I'd assume the person giving the praise is at least a bit of all 3.
> It’s a weird catch-22 giving praise like that to LLMs.
It's a bit asymmetrical though isn't it -- judging quality is in fact much easier than producing it.
> you might be able to intuit and fill in the gaps left my the LLM and not even know it
Just because you are able to fill gaps with it doesn't mean it's not good. With all of these tools you basically have to fill gaps. There are still differences between Cline vs Cursor vs Aider vs Codebuff.
Personally I've found Cline to be the best to date, followed by Cursor.
> There’s still a skill floor required to accurately judge something.
Sure but it's not high at all.
Your typical sysadmin is doing a lot of Googling. If perplexity can tell you exactly what to do 90% of the time without error, that's a pretty good sysadmin.

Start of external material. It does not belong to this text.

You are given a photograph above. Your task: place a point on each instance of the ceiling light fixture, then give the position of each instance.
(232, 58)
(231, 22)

Your typical programmer is doing a lot of googling and write-eval loops. If you are doing many flawless write-eval loops with the help of cline, cline is a pretty good programmer.
A lot of things AI is helping with also have good, easy to observe / generate, real-time metrics you can use to judge excellence.
It depends. For a sysadmin maybe not, but for data scientists, the bar would be pretty high just to understand the math jargon.
> If perplexity can tell you exactly what to do 90% of the time without error
That “if” is carrying a lot of weight. Anecdotally I haven’t seen any llm be correct 90% of the time. IIRC SOTA on swebench (which tbf isn’t a great benchmark) is around 30%.
> flawless write-eval loops with the help of cline, cline is a pretty good programmer.
I’m not really sure what you mean by “flawless” but having a rubber duck is always more helpful than harmful.
> A lot of things AI is helping with also have good, easy to observe / generate, real-time metrics you can use to judge excellence.
> A lot of things AI is helping with also have good, easy to observe / generate, real-time metrics you can use to judge excellence.
Exactly what I illustrated earlier: your developer productivity metrics. If you're turning code around faster, setting up your network better, turning around insights faster, the AI is working.
> It depends. For a sysadmin maybe not, but for data scientists, the bar would be pretty high just to understand the math jargon.
Why does an AI coding agent need to understand math jargon -- it just helps you write better code. Are you even familiar with what data scientists do? Seems not because if you were, you'd see clearly where the tool would be applied and do a good/bad job.
Reminder: we're talking about evaluating whether Codebuff / alternatives are "pretty good" at X. Just go play with the tools.
tgtweak expressed their opinion on how good the tool rates at some tasks {sysadmin, data engineering, cloud architecture} and your response was to question how someone could have an opinion about it. The obvious answer is that they used the tools and found it useful for those tasks. It may only be _subjectively_ good at what they're using for but it's also a rando's opinion on the internet. As another rando I very much agree with what the person you responded to is saying. You're not going to get more rigor from this discourse - go form a real opinion of your own.
I would consider myself adept at all three, not top 1% in either but the intersection of all 3 easily.
Context I have hired hundreds of engineers and built many engineering teams from scratch to 50+, and have been doing systems administration, solutions architecture, infrastructure design, devops, cloud orchestration and data platform design for 25 years.
I'm not bluffing when I say Claude's latest sonnet model and Cline in vscode has really been 99th percentile good on everything I've thrown at it (with some direction, as needed) and has done more productive, quality work than a team of 10 engineers in the last week alone.
If you haven't tried it I can understand your pessimism.
I haven’t built engineering teams, but I’ve been in the server programming field for 15 years.
I have tried Claude (with aider) for programming tasks and have been impressed that it could do anything (with handholding) but haven’t been convinced that it’s something that will change how I write code forever.
It’s nice that I can describe how to graph some data in a csv and get 80% of the way there in python after a few rounds of clarification. Claude refused to use seaborn for some reason, but that’s no big deal.
Every time I’ve tried using it for work, though, I was sorely disappointed.
I recently convinced myself that it was pretty helpful in building a yjs backed text editor, but last week realized that it led me down an incorrect path with regards to the prosemirror plugin and I had to rewrite a good chunk of the code.
It’s a weird catch-22 giving praise like that to LLMs.
If you are, then you might be able to intuit and fill in the gaps left my the LLM and not even know it.
And if you’re not, then how could you judge?
Not really much to do with that you were saying, really, just a thought I had.